01:27 Now it's time to step through the different parts of the TIG welding cycle and take a look at what's happening at each point.
01:35 Let's start with the pre flow.
01:37 This is simply the amount of time that the gas solenoid allows the gas through the torch before the arc begins.
01:43 This allows a nice gas shield to be set up around the tungsten and floods the workpiece before welding begins.
01:50 Keep in mind that different materials require different amounts of pre flow which we'll detail further in the material specific welding skills section.
01:58 At the beginning of the cycle, we also have the start amps and upslope which allows us to ease into the welding cycle once the button or foot pedal is depressed.
02:08 Start amps are a percentage of our set amperage and the upslope is the amount of time that it takes for this percentage to transition into our set amperage.
02:18 This initiates the arc softly and can allow you to get in position and see exactly where you're working before the weld amps rise and creates the molten weld pool.
02:29 Next, we have the pulse setting which defines the switching of the machine between a set peak amperage and a base or background amperage as it's sometimes known.
02:38 This can be extremely useful when welding thinner materials as it reduces the amount of heat applied to the part.
02:45 This is due to the weld current being pulsed rather than consistent.
02:49 As the amperage increases and the weld pool is created, the filler rod is then added into the pool.
02:55 As the amperage drops to your base amps, the torch can then be moved forwards slightly and the process is repeated when the amps rise again.

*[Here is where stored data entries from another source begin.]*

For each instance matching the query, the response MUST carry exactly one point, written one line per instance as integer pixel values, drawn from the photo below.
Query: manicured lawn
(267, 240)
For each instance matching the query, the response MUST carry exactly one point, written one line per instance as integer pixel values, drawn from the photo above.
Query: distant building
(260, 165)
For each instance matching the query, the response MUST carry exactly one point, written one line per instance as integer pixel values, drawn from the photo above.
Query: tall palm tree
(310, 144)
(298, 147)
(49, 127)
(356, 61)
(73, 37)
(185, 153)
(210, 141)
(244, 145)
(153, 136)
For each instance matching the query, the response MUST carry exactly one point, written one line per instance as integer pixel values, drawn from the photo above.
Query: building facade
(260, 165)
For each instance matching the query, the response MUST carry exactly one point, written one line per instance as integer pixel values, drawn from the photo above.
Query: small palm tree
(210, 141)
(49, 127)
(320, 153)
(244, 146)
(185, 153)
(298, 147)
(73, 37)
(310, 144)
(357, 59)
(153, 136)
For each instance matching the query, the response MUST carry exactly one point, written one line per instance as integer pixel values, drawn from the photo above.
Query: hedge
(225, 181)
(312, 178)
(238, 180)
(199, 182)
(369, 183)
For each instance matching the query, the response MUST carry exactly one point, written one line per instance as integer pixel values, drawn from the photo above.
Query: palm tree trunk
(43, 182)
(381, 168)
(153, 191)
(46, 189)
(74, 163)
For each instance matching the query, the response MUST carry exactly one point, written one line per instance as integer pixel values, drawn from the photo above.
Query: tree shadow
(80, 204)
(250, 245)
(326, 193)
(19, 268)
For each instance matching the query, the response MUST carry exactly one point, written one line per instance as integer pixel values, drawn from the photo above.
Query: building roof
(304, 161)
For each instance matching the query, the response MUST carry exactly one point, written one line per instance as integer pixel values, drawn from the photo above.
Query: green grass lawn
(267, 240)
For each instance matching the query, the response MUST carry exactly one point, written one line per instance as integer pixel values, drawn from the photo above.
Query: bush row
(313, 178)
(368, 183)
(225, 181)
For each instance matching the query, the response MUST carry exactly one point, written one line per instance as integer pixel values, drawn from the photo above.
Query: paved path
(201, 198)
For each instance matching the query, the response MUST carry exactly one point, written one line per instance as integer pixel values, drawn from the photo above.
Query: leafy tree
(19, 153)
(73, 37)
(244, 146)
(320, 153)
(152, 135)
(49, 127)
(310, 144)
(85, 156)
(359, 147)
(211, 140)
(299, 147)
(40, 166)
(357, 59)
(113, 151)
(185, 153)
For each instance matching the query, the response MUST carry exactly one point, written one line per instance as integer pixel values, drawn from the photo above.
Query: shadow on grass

03:03 The pulse frequency and pulse balance can be set to your personal preference and the speed that you're moving the torch at.
03:10 This can also be used to keep a consistent rhythm to your weld and the addition of the filler rod which can help keep your weld beads looking tidy and consistent.
03:20 The pulse frequency determines how many times per second the amperage will switch from the peak to base setting and this is measured in hertz.
03:28 A frequency setting of 1 hertz means that the machine will travel to peak amperage and back to base amperage in one second while a setting of two hertz would mean the machine does this twice per second.
03:40 As you can imagine, this is quite a large change so you'll find that machines have a much finer adjustment on the frequency scale, allowing an adjustment of perhaps 0.1 hertz.
03:50 It will take time to find the settings that work for you, the material you're working on and mostly the speed you're able to weld at.
03:58 As a beginner, you'll probably find that you're better to start at a lower frequency and as you progress your skills and start to move faster, you can increase the frequency to suit.
04:08 Pulse balance is measured as a percentage of time spent at the peak amperage with relation to the pulse frequency.
04:15 For example, a 50% pulse balance setting means that the machine will spend the same amount of time at the peak and base amps.
04:23 A lower pulse balance would input less heat into the material but also means there's less time for a weld pool to be established.
04:30 Down slope and end amps complete the cycle and can assist with weld craters that can happen when shutting off the arc too early.
04:39 Running a downslope cycle can help blend and assist with the finishing of the weld, especially on aluminium where it can suffer from a drop in bead profile near the end of the weld.
04:50 Once the weld has been completed, we need to protect it as it cools.
04:54 Post flow refers to the continuation of gas flow after the arc has ceased.
04:58 It helps us cool the workpiece under the shield of argon gas.
05:03 Aluminium and mild steel don't require much post flow but for more reactive metals like chromoly, stainless steel and titanium, the higher the heat, the longer the post flow we'll need.
05:15 For AC welding of aluminium, we have a couple of additional settings such as AC frequency and balance but there's a bit to understand with these settings so they warrant their own section and will be covered next.